= Nada Tončić =

Croatian soprano opera singer

Nada Tončić (July 30, 1909 – March 29, 1998) was a Croatian operatic soprano. She was a prima donna at the Croatian National Theatre in Zagreb from 1933 to 1963.
==Biography==
Nada Tončić was born in Syrmian city of Zemun (then in Kingdom of Croatia-Slavonia, Kingdom of Hungary, Austria-Hungary, now in Belgrade Region, Serbia) on July 30, 1909. She studied singing with soprano Nada Eder-Bertić at the Zagreb Academy of Music. Her career began in 1933 in the opera company of the Croatian National Theatre (CNT) where she made her debut as Oscar in Giuseppe Verdi's Un ballo in maschera.

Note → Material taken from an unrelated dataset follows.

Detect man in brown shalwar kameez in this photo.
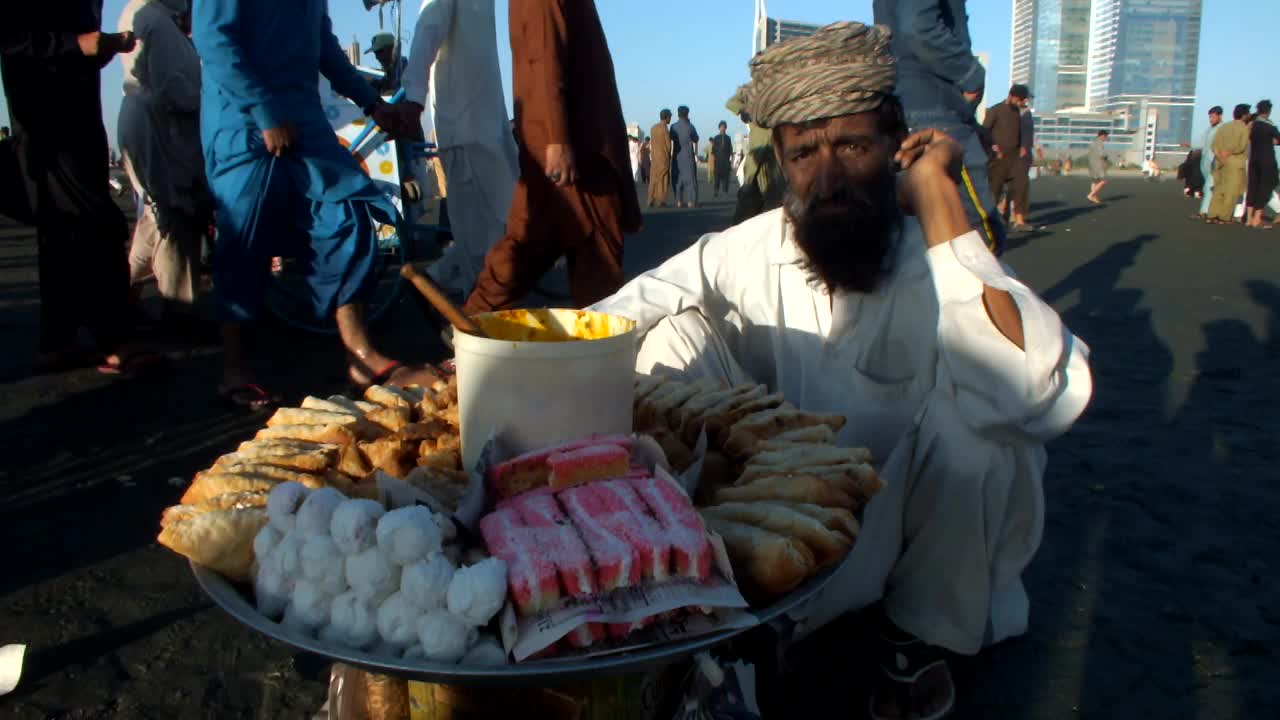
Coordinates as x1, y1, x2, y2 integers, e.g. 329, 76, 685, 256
462, 0, 642, 314
647, 108, 673, 207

Tončić was a principal soprano at the CNT for thirty years. Her repertoire of approximately 100 roles encompassed both lyric soprano and coloratura soprano parts. Opera characters she portrayed during her career included Anne Trulove in The Rake's Progress, Cio-Cio-San in Madame Butterfly, Concepción in L'heure espagnole, Đula in Ero s onoga svijeta, Euridice in Orfeo ed Euridice, Gilda in Rigoletto, Jelene in Zajc's Nikola Šubić Zrinski, Marženka in The Bartered Bride, Mimì in La bohème, Tatyana in Eugene Onegin, Violetta in La traviata, Zorka in Porin, and the title roles in Adriana Lecouvreur, Lakmé, Manon, and Salome. She retired from the CNT in 1963.

Outside of Croatia she worked as a guest artist at various European opera houses; including all of the major theaters in Yugoslavia. She also gave many performances at the Municipal Theatre of Santiago in Chile where she made her debut as Anne Trulove, and later returned in roles like Cio-Cio-San and Salome.

She died in Varaždin, Croatia, on March 29, 1998, at the age of 88.